Conclusion: The compounds of the present invention, especially 1, 4, 5, 6, 7, 8, 19, and 20, showed higher agonistic activity for CB ₂ receptors, and some compounds, especially compound 5 and compound 8, showed high agonistic activity to CB ₂ /CB ₁ receptor showed higher selectivity.

2. Pharmacokinetic test in rats

Experimental purpose: The test substance was administered to SD rats through a single dose of intravenous and intragastric administration, the concentration of the test substance in the rat plasma was determined, and the pharmacokinetic characteristics and bioavailability of the test substance in rats were evaluated.

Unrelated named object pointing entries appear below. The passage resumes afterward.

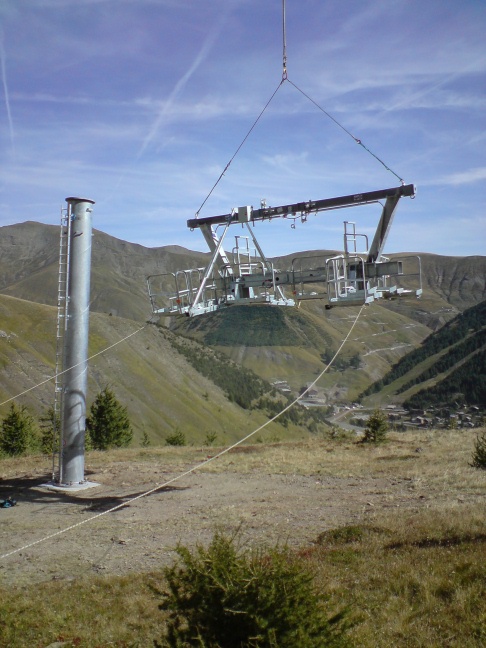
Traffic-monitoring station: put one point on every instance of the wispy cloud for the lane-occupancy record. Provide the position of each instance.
(464, 177)
(181, 84)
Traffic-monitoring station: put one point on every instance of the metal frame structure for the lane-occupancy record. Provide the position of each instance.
(248, 277)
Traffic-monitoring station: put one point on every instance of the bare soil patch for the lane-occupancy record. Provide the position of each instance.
(281, 493)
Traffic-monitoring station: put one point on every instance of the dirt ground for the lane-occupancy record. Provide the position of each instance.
(272, 505)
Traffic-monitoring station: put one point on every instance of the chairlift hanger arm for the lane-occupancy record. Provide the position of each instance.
(308, 206)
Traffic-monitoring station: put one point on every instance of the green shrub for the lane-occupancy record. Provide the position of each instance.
(479, 455)
(376, 427)
(221, 597)
(176, 438)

Test objects: APD-371 and compound 5.

Test animals: male SD rats, about 220 g, 6-8 weeks old, 6 rats/compound. Purchased from Chengdu Dashuo Laboratory Animal Co., Ltd.

Test method: On the test day, 6 SD rats were randomly divided into groups according to their body weight. Fasting for 12-14 hours on the day before administration, and 4 hours after administration. Dosing according to Table 2.

sampling

Before and after administration of isoflurane anesthesia, 0.1 ml of blood was collected from the orbit and placed in an EDTAK2 centrifuge tube. The plasma was collected by centrifugation at 5000 rpm and 4°C for 10 min.

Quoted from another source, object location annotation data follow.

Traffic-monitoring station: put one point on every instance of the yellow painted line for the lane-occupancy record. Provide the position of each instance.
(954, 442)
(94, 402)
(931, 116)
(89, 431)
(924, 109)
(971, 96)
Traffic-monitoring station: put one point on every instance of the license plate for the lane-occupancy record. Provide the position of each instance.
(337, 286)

Time points of plasma collection in group G1: 0, 2, 5, 15, 30 min, 1, 2, 4, 6, 8, 24 h.

Time points of plasma collection in group G2: 0, 5, 15, 30 min, 1, 2, 4, 6, 8, 24 h.

All samples were stored at -80°C prior to analysis.

sample preparation

Take 30 μL of plasma sample, standard curve and quality control sample, add 200 μL of acetonitrile solution containing internal standard, vortex and mix, and then centrifuge at 12000 rpm for 10 min at 4°C. 170 μL of supernatant was taken into a 96-well plate for LC-MS/MS analysis, and the injection volume was 5 μL.

The main pharmacokinetic parameters were analyzed using WinNonlin 8.0 software non-compartmental model. The experimental results are shown in Table 3.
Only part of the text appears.